The Nature of Israel


The Class Character of Israeli Society

Introduction

From International Socialist Review, No.23, May-June 2002.

 

The class character of Israeli society, first published in 1969, represents a pioneering Marxist analysis on the nature of the working class in Israel. Its authors, members of the now-defunct Israeli Socialist Organization, capture the uniqueness of Israeli society – “financed by imperialism without being exploited by it.” Although there have been many changes inside Israel and internationally, this article remains an important starting point for any discussion of the dynamics of Israeli society.

Billions of dollars in US aid and transfers from Zionist organizations underpin a North American standard of living for most Jewish Israelis. These resources make possible jobs, low-interest loans for housing, and other benefits that the country’s economy alone couldn’t sustain.

In addition, the Israeli working class has been formed through a process of colonization of Palestinian land and a displacement of Palestinian labor. Rather than connecting an improvement of its conditions to a fight against Israel’s bosses, it seeks to advance its status on the backs of Palestinians.
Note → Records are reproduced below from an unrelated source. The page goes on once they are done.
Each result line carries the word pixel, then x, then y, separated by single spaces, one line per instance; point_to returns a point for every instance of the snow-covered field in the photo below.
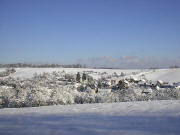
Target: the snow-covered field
pixel 131 118
pixel 125 118
pixel 167 75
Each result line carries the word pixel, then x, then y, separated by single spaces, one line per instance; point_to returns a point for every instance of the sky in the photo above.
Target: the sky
pixel 137 32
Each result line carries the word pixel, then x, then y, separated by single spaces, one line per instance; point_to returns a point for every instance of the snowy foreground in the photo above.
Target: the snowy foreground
pixel 126 118
pixel 25 89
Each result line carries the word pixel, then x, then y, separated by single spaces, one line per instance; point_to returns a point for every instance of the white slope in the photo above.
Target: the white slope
pixel 127 118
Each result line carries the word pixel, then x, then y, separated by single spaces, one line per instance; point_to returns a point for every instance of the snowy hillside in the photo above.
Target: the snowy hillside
pixel 154 108
pixel 168 75
pixel 127 118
These powerful forces stand in the way of the Jewish Israeli working class’s class consciousness. That is why any socialist strategy for Palestinian liberation cannot at this time depend on Israeli workers to use their power to challenge the Zionist state.

Israeli society has changed since the first publication of this essay. For instance, Israel increasingly depends on more than 200,000 non-Jewish contract laborers (from countries such as Romania, the Phillippines, and China) to replace Palestinians at the lowest levels of the labor force. And Israeli workers have been subjected to many of the same neoliberal attacks on their job security and social safety net as workers in other countries in the last decade.

But the essence of the arguments made in The class character of Israeli society still hold. Ariel Sharon and right-wing religious parties retain the greatest support from Jewish workers of Middle Eastern (or “Oriental”) origin. Although these workers face discrimination at the hands of the country’s European-origin (Ashkenazi) elite, they unite with that elite to defend their privileges as Israelis against demands from Palestinians, even though they may engage in economic struggles.

Today’s upsurge of militant, racist Zionism (nearly half of Israeli citizens support the mass expulsions of Palestinians from the Occupied Territories) has coincided with an economic crisis in Israel. More than 10 percent of Israeli workers are unemployed, and the economic growth rate was negative 5 percent in 2001 – the worst rate since 1953. But as long as Israeli workers identify with Zionism first, Israel’s bosses will continue to escape blame for these problems.

It follows that only a “revolutionary breakthrough” in the Arab world would challenge Israel’s watchdog role in the region, the authors contend. “Once this role and its associated privileges had been ended, the Zionist regime, depending as it does on these privileges, would be open to mass challenge from within Israel itself.” This version was published in The Other Israel: The Radical Case Against Zionism, edited by Arie Bober (Garden City, New York: Anchor Books, 1972).